Published On: Thu, Dec 6th, 2012

Petro and “another fine mess”

On 18 December Gustavo Petro will nationalize – or rather “districtalize” – the collection of Bogotá´s rubbish, passing this vital amenity to the EAAB, the publicly run water company.

Yet as I write, with less than three weeks to go until this new regime begins, there is huge uncertainty about how an apparently disorganized and unprepared public sector will take over from the – not perfect, but functioning – private sector.

We have received precious little word about the EAAB´s strategy for the 24-hour-600-route-7,700-tonne pick-up service. And, por el amor de Dios, as impossible as it seems to believe, the most basic of infrastructure – the dustcarts themselves – are yet to be purchased.

Does Petro really expect us to believe the work of the four current service providers – with more than a decade of “on the job” experience – can be handed overnight, with no obvious preparation or planning, to an organization whose seemingly unique qualification for the role is that they are not privately owned?
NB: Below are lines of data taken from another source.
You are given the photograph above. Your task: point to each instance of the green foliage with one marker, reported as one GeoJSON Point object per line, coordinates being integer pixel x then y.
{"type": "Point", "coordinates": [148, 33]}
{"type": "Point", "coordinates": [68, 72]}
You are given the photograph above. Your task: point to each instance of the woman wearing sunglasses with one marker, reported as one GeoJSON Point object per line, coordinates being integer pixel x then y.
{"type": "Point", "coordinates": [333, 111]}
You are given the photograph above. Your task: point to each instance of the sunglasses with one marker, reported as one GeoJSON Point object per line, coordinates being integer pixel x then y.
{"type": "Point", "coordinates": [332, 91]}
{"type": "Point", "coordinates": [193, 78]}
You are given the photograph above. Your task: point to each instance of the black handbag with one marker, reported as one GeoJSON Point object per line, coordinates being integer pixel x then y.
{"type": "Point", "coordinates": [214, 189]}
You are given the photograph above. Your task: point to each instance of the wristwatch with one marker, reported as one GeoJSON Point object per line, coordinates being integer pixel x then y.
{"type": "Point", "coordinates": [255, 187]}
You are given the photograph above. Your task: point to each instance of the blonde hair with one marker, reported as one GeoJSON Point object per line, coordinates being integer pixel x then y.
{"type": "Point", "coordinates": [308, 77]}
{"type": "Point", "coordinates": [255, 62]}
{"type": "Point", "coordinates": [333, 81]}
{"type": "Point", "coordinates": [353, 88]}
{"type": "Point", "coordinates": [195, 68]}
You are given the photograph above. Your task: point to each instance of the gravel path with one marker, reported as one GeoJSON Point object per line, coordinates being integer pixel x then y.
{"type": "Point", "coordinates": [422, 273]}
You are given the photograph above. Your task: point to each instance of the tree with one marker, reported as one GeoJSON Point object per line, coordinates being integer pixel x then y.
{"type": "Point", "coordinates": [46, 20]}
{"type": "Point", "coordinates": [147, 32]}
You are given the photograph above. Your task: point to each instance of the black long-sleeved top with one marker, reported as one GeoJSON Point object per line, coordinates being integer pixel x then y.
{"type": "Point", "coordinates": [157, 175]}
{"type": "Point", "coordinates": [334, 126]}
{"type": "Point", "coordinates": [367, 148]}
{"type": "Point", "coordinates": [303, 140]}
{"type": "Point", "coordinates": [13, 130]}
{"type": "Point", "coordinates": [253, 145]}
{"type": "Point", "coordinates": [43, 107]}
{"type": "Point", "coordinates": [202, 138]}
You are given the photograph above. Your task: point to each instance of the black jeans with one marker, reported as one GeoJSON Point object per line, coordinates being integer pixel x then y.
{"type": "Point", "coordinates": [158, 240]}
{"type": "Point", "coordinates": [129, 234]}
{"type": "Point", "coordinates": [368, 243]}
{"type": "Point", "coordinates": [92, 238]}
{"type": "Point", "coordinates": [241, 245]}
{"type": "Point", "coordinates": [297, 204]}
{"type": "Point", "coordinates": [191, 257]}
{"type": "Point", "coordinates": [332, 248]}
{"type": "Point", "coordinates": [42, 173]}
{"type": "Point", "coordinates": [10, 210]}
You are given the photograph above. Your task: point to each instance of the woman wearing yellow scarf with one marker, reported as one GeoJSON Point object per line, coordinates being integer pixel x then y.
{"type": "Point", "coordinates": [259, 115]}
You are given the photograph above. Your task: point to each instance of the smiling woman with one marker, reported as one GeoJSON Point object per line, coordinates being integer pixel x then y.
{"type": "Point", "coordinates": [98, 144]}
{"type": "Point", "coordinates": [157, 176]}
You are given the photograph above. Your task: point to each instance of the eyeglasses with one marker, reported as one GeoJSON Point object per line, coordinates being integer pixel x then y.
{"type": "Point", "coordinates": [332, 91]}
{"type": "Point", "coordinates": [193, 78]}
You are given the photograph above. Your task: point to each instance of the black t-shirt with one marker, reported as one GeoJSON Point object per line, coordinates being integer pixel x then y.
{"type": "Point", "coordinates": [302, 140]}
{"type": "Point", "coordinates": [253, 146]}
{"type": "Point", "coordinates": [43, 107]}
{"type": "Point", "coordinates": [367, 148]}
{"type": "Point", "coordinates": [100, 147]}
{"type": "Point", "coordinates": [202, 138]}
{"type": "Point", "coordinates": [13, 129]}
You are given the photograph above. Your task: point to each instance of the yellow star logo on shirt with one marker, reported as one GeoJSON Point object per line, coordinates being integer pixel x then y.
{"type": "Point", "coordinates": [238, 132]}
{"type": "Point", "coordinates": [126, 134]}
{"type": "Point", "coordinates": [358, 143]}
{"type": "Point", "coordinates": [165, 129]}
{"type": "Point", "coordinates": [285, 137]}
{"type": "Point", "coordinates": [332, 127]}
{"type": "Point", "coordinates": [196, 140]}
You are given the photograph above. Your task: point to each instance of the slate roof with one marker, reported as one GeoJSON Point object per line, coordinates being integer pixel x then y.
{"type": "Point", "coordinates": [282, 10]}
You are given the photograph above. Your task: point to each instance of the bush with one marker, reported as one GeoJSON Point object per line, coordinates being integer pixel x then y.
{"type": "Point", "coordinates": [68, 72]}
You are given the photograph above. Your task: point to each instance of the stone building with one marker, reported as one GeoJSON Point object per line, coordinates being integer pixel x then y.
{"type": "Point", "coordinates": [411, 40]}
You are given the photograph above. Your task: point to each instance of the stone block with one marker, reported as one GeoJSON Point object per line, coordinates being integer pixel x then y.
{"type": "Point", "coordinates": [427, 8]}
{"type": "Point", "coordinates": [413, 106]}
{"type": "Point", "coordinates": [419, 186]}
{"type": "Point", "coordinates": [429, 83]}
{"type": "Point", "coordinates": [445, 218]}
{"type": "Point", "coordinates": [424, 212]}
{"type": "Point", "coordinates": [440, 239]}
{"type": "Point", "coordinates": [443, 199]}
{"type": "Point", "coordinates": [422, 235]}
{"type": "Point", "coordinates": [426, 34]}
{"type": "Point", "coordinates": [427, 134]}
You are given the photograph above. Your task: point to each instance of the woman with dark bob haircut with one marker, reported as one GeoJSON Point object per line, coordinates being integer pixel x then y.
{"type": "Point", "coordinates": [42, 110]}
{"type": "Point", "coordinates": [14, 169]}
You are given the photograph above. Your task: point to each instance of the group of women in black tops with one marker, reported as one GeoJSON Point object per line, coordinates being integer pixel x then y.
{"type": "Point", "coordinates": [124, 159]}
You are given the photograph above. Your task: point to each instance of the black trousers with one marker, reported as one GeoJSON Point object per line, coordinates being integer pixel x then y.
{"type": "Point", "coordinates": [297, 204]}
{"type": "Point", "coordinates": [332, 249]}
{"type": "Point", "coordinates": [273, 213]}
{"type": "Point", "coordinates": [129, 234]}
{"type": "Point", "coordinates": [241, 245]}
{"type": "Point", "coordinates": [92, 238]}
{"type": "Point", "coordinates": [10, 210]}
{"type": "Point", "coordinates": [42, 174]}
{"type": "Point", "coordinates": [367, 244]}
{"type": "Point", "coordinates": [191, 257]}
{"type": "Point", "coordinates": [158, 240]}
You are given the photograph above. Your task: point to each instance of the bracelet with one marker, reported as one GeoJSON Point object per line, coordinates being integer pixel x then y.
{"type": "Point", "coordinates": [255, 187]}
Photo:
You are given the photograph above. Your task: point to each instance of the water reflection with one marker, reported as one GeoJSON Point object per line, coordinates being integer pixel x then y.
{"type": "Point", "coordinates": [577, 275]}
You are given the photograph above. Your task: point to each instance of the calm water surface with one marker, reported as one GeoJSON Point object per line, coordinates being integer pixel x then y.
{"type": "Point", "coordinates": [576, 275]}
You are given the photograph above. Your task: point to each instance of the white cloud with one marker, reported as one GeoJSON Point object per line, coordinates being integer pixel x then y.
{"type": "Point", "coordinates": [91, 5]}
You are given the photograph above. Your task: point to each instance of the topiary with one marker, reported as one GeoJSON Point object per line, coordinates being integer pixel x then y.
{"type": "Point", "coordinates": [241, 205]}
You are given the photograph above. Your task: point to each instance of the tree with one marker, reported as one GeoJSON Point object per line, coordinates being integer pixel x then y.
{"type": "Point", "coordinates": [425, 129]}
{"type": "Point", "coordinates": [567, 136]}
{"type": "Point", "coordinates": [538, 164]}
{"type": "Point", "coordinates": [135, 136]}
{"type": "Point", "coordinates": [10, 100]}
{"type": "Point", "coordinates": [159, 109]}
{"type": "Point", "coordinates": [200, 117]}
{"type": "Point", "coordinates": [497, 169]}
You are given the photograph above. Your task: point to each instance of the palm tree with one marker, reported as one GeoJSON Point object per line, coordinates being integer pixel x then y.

Sure, the water company might get the hang of disposing of the plastic bags that line our streets, but how can we have confidence in the system when the mayor has failed to explain how it will work, how much it will cost us, and when and from where on earth he will get the vehicles on whose operation everything is dependent?

But it gets worse still.

It could well end up that the government´s legal-bods pull the plug on this bizarre experiment before it can even get started.  Lawyers are investigating whether the proposals violate the competition laws and the anti-monopolies principle.

The lack of detail on the plan has left the government scratching its head as to the extent to which the activities will be delivered by just the one organization – ie the EAAB – and how much of the service will, for example, be sub-contracted, perhaps back to some of the private companies.

To attempt to get to the bottom of this, the Santos Government on 21 November, sent in an investigative team from the office of superintendence . A normal, sensible decision, you might think.

Well, Petro reacted with fury and ire, blocking the government´s entry, and declaring war on the state.

“Petro the indignado” took to the streets with megaphone in hand to attack a government, who, according to him were defending the interests of a “paramilitary mafia”.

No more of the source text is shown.